Evidence of the impact of insecticide treated materials, either bed nets or curtains, on morbidity from malaria and mortality from all causes in children has been growing over the past 10-20 years.1,2 The studies have been carried out mainly, although not exclusively, in Africa (11 clinical trials out of 18 in the Cochrane review), the continent where 80% of all clinical cases and over 90% of all malaria deaths are estimated to occur. These data provide strong evidence that insecticide treated materials can substantially reduce childhood mortality, at least in places where malaria is a major contributor to death. However, all these trials were carried out in a way impossible to reproduce on a large scale and they measured efficacy—the potential impact of insecticide treated materials when implemented in almost ideal conditions. Problems can arise when bed nets are promoted outside the context of a clinical trial—though a paper in this week's BMJ (p 270) also suggests an approach that might circumvent some of them.3
The impact of insecticide treated materials on mortality was determined by intervention studies carried out in four African countries.4–7 All reported an impact on all cause childhood mortality, although this was not uniform (ranging from 15% to 63%) and fell with increasing intensity of malaria transmission. However, when the risk difference was used the insecticide treated materials seem to work at least as well in areas of high endemicity as in areas of lower endemicity.8
The first answer to the question of what impact insecticide treated materials would have outside of controlled trials came from the Gambia, where an epidemiological evaluation of the national insecticide treated bednet programme (NIBP) was undertaken. Bed nets are commonly used in the Gambia, and the national programme had the objective of treating with permethrin nets already in use in all large villages (400 people or more) over a two year period. During the first year insecticide was distributed free of charge, but in subsequent years a small fee was demanded. In the first year about 80% of existing nets were treated with insecticide, and a 25% decrease in all cause mortality was observed among children under 10.9 However, the following year the introduction of the fee for the insecticide resulted in a drop in coverage (only 14%) and no impact on mortality.10
Here is a problem for the managers of malaria control programmes: the use of insecticide treated materials on a large scale can result in huge health benefits, and they are a cost effective intervention.11 In many cases, however, the introduction of insecticide treated materials requires behavioural changes, particularly where the use of bed nets is low, so it is not always clear how these benefits can be obtained. Moreover, some form of cost recovery might have to be built into the programme—simply in order to sustain it—but this might have an important adverse influence on coverage. In particular, a policy of cost recovery will reduce access for poorer groups in the population. An apparently simple intervention thus becomes difficult to implement when the issues of coverage, accessibility, equity, and sustainability are considered. We need new approaches to tackle these issues.

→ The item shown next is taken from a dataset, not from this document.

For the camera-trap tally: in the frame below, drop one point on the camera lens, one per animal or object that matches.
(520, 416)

Social marketing uses the methods of commercial marketing and applies them to a product with a social benefit. It has already been successfully used to promote the use of condoms, contraceptives, and oral rehydration solutions, and in this week's issue Abdulla et al describe its use for promoting insecticide treated bed nets in the Kilombero valley in Tanzania (p 000).3 The results are impressive, not only because of the rapid increase of net ownership and the resulting high percentage of treated bed nets in just three years but also because of the dramatic impact on anaemia, parasitaemia, and splenomegaly in children aged under 2 years. This indicates that the social marketing programme succeeded in convincing the population of the usefulness of using insecticide treated materials, even though a payment had to be made.

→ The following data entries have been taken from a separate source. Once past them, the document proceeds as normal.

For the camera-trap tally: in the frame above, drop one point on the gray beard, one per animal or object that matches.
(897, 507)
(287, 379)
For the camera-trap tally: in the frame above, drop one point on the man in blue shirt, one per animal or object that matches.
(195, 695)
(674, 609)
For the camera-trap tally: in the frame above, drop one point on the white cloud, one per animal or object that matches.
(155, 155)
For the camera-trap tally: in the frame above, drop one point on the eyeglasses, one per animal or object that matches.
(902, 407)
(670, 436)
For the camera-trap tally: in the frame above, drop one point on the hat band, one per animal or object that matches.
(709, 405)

The campaign described by Abdulla et al was carefully planned and used a pragmatic approach involving the public and private sectors.12 Several points are worth emphasising. Firstly, the campaign was based on the results of market research that helped to identify the most suitable brand and logo for the products to be promoted and also the most effective message for the promotional campaign. Secondly, the prices for the bed nets and the insecticide were adjusted according to the willingness to pay of the local people and thus their cost was only partially recovered. This implies that programmes to promote the use of insecticide treated materials will still need external financial support. Thirdly, distribution of the bed nets was done through a network of agents (shopkeepers and community leaders as well as health workers) trained for this purpose and involved the public as well as the private sector. Fourthly, the issue of accessibility of vulnerable groups was tackled by setting up a voucher system for mothers of young children and pregnant women so that they could buy insecticide treated bed nets at a lower price.

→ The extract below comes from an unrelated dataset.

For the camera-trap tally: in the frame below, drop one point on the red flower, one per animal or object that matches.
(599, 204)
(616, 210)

Since the use of insecticide treated bed nets has substantially reduced the incidence of childhood anaemia, a leading cause of death, it probably has an important impact on mortality. If this impact is confirmed by the data from the demographic surveillance system, it will further strengthen the case for insecticide treated materials, despite the worries expressed about their long term effect and in particular on the possible delay of the acquisition of immunity.13 The Kilombero net project is a success story based on broad partnership, an approach that the World Health Organization's “Roll Back Malaria” initiative encourages. Its success should convince managers of malaria control programmes and international donors to invest more in promoting insecticide treated nets and curtains.